CPU times: user 2 μs, sys: 1 μs, total: 3 μs
Wall time: 6.44 μs


### Scale

Finally, we scale the count matrix to obtain a z-score and apply a cutoff value of 10 standard deviations.

In [None]:
%%time
rsc.pp.scale(adata, max_value=10, zero_center = True)

CPU times: user 16.3 ms, sys: 145 μs, total: 16.4 ms
Wall time: 16.2 ms


### Principal component analysis

We use PCA to reduce the dimensionality of the matrix to its top 100 principal components. We use the PCA implementation from cuml to run this. With `use_highly_variable = False` we save VRAM since we already subset the matrix to only HVGs.

In [27]:
%%time
rsc.pp.pca(adata, n_comps=100, use_highly_variable=False, zero_center=True)
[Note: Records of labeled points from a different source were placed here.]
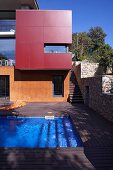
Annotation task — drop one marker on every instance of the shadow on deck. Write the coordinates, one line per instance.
(95, 132)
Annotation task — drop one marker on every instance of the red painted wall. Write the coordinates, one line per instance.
(33, 29)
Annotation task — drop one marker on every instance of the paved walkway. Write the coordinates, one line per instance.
(95, 132)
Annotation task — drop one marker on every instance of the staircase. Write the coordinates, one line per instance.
(75, 93)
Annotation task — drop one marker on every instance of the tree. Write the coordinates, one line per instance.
(106, 57)
(97, 36)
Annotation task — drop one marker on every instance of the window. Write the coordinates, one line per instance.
(58, 85)
(7, 25)
(7, 52)
(4, 86)
(48, 48)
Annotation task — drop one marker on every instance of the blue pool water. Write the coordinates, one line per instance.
(37, 132)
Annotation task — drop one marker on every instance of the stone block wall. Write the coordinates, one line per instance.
(95, 89)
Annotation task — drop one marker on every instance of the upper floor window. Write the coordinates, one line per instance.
(50, 48)
(7, 25)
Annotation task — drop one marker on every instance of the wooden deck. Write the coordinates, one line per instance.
(95, 132)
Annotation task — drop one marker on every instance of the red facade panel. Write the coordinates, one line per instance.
(33, 30)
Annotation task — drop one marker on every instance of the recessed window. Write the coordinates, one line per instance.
(49, 48)
(7, 25)
(7, 52)
(58, 85)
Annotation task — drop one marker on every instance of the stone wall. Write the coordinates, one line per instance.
(95, 89)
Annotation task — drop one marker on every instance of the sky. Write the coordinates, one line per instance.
(86, 14)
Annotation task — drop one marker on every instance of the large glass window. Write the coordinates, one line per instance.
(55, 48)
(58, 85)
(7, 52)
(7, 25)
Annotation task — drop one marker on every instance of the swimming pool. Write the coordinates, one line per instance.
(37, 132)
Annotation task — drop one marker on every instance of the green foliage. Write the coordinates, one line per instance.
(91, 46)
(97, 36)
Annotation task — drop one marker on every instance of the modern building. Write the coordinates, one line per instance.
(34, 52)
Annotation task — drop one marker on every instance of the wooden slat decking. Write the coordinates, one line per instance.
(95, 132)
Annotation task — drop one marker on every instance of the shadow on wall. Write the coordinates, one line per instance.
(102, 71)
(37, 75)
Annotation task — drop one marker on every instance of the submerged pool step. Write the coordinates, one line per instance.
(49, 117)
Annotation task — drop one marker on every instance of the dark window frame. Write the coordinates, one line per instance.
(56, 45)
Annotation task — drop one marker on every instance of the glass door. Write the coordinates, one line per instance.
(4, 86)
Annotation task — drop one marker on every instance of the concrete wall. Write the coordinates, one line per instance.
(33, 85)
(95, 89)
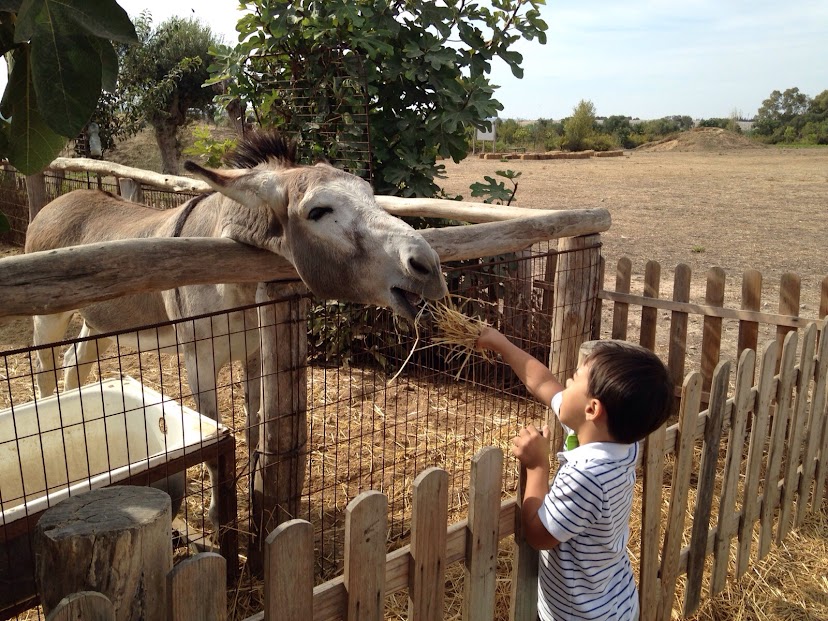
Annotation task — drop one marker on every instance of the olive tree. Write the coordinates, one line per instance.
(425, 67)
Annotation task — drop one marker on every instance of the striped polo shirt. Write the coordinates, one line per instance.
(589, 574)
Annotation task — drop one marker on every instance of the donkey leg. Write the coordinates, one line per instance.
(80, 357)
(48, 329)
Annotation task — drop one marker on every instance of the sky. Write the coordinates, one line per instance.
(639, 58)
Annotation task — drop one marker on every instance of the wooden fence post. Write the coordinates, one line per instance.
(131, 189)
(756, 449)
(576, 291)
(429, 521)
(671, 551)
(777, 442)
(707, 481)
(282, 444)
(197, 589)
(36, 191)
(288, 582)
(365, 530)
(482, 535)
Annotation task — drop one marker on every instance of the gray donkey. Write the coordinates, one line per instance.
(324, 221)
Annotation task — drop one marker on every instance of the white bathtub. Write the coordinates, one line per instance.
(89, 438)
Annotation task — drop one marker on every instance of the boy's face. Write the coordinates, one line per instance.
(575, 399)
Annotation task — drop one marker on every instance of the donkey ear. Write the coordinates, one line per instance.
(242, 185)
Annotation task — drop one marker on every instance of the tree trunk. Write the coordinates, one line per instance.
(166, 135)
(114, 541)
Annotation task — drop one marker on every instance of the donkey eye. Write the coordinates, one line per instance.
(317, 213)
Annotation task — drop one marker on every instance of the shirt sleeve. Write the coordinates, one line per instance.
(572, 505)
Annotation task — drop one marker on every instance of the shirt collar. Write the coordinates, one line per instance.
(598, 450)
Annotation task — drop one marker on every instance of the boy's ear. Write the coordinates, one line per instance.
(595, 409)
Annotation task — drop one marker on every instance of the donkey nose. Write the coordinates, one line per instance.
(418, 267)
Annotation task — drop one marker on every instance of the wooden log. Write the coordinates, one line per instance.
(481, 551)
(620, 310)
(429, 520)
(278, 463)
(707, 482)
(83, 606)
(68, 278)
(288, 591)
(576, 288)
(115, 541)
(364, 577)
(197, 589)
(680, 485)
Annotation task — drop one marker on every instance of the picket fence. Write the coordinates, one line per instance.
(758, 453)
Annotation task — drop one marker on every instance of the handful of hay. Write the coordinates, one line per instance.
(455, 329)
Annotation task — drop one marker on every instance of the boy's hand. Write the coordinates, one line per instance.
(491, 339)
(531, 447)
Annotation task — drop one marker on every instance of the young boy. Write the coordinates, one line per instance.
(619, 395)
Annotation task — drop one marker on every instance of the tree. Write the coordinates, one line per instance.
(163, 78)
(580, 127)
(779, 110)
(60, 57)
(421, 70)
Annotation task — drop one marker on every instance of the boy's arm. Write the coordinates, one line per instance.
(537, 486)
(532, 372)
(531, 447)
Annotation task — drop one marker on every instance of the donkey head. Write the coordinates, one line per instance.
(326, 222)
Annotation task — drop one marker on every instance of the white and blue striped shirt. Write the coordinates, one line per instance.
(589, 574)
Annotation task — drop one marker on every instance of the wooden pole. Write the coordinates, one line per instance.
(278, 465)
(115, 541)
(36, 192)
(576, 292)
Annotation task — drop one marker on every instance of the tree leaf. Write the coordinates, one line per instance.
(32, 144)
(66, 72)
(99, 18)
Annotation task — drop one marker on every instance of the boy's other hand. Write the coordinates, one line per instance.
(531, 447)
(491, 339)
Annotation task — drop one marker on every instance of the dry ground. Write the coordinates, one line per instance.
(737, 209)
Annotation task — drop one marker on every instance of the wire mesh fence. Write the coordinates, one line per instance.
(365, 430)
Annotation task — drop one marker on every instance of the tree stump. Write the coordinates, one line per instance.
(115, 541)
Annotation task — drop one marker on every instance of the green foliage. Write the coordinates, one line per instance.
(61, 57)
(205, 146)
(419, 70)
(496, 191)
(580, 127)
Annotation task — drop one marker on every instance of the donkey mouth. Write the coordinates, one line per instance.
(407, 302)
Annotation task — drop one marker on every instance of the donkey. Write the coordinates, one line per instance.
(324, 221)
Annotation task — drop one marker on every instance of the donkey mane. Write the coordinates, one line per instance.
(262, 148)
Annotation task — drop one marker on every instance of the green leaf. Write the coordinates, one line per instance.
(99, 18)
(32, 144)
(66, 72)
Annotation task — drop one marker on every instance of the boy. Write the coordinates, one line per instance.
(619, 395)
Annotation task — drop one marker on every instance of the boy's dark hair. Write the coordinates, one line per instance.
(633, 385)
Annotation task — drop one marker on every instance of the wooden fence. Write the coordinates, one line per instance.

Time taken to create gram matrix: 0.610736608505249 seconds
CPU times: user 896 ms, sys: 70.4 ms, total: 966 ms
Wall time: 966 ms


In [30]:
preprocess_time = time.time()
print("Total Preprocessing time: %s" % (preprocess_time - preprocess_start))

Total Preprocessing time: 3.063197612762451


## Clustering and Visualization

### Computing the neighborhood graph and UMAP

Next we compute the neighborhood graph using rsc.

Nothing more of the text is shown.